Wheatena project ‘economically infeasible’

Developers of the proposed 130 units at the former Wheatena/Quinn & Boden facilities on Elizabeth Avenue want to build the project — just not in this real estate market.

Redevelopment Agency attorney Frank Regan emphasized to commissioners at their meeting Wednesday night that Matzel & Mumford is still committed to the project as approved but could not sell the condos for what they needed to. The city will continue to update the redevelopment study for that redevelopment area, which they hired an consultant for last fall, funded by Matzel & Mumford.

Market conditions, “coupled with the continued unrealistic expectations of the property owners within the redevelopment area, as well as other prohibitive costs and constraints have, unfortunately, rendered this project economically infeasible at this time,” wrote Carl Erler, attorney for Matzel & Mumford, in a Dec. 4 letter to City Administrator and Redevelopment Director Peter Pelissier.

A market study for Matzel & Mumford by East Brunswick-based Otteau Valuation Group in November pegged the average overall selling price at $294,000, with condos ranging from 1,646 to 2,306 square feet, with an average 2,041. Carriage Park at Rahway would consist of 72 “stacked” and 58 “traditional” townhouses. The plan was scaled down in 2007 from 300 units (264 condos/36 townhouses).

Representatives of Matzel & Mumford met last month with Mayor James Kennedy, Pelissier and Regan to discuss the timing of the project and current conditions of the real estate market.

“We have a significant amount invested in this project and we remain confident that the project will be viable when the market conditions improve,” Erler said in his letter.


MyCentralJersey.com had a writeup of tomorrow’s First Thursday (Jan. 7), including an opening reception from 6 to 9 p.m. at the Rahway Art Hive on East Cherry Street.

4 thoughts on “Wheatena project ‘economically infeasible’”
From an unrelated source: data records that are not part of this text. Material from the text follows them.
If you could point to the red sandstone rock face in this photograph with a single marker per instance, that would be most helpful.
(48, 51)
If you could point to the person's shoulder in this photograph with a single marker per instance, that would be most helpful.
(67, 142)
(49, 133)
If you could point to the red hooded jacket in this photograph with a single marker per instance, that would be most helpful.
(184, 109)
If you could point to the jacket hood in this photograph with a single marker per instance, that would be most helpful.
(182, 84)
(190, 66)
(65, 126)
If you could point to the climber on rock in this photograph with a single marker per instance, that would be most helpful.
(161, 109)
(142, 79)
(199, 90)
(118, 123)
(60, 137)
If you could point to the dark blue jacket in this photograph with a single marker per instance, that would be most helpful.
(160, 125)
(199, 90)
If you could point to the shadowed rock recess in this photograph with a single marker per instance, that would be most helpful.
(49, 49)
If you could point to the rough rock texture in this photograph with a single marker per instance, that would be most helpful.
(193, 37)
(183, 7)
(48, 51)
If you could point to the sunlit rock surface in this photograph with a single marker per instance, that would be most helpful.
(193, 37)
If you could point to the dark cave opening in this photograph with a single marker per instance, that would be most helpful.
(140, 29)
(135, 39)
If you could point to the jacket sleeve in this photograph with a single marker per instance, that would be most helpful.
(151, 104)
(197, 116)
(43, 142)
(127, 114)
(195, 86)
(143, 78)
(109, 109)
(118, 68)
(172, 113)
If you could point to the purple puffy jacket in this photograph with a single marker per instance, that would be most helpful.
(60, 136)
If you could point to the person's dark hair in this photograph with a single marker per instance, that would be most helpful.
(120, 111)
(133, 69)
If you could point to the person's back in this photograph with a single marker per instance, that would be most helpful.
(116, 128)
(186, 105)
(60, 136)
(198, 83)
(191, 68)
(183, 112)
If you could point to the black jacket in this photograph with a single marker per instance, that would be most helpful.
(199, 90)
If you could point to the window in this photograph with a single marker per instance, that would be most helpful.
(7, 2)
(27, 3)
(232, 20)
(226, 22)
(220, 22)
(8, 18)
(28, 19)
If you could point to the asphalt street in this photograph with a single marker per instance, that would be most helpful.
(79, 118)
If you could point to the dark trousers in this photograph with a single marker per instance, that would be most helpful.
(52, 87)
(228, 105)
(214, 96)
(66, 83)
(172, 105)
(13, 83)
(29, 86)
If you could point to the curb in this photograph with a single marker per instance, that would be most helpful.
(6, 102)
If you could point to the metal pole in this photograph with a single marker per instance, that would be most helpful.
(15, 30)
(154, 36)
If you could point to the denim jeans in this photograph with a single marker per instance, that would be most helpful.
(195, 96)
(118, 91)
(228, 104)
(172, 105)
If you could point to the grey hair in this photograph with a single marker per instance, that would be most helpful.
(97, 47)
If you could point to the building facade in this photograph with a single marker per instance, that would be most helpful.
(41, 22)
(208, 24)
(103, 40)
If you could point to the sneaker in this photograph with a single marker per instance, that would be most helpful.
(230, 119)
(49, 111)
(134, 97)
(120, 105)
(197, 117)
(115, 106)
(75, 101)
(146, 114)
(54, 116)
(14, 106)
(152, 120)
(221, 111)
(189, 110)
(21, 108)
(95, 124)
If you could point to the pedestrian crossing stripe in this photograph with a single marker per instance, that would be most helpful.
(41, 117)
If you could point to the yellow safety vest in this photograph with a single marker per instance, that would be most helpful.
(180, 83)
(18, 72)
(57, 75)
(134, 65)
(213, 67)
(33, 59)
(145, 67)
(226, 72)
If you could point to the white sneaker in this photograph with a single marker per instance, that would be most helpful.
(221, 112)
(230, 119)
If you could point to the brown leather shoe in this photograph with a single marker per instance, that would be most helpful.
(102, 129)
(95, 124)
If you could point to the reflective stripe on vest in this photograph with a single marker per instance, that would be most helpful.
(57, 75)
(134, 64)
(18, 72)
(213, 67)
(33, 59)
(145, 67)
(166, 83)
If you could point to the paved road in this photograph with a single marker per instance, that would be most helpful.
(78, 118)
  1. "continued unrealistic expectations of the property owners" … yeah, that pretty much sums up where things are in NJ at this point. It's going to get worse before it gets better, ladies and gents …

  2. That comment stuck out to me, too. When we first looked to buy in Rahway, we were looking at small buildings along Cherry St. The sellers there were acting like the place was Westfield. Completely unrealistic.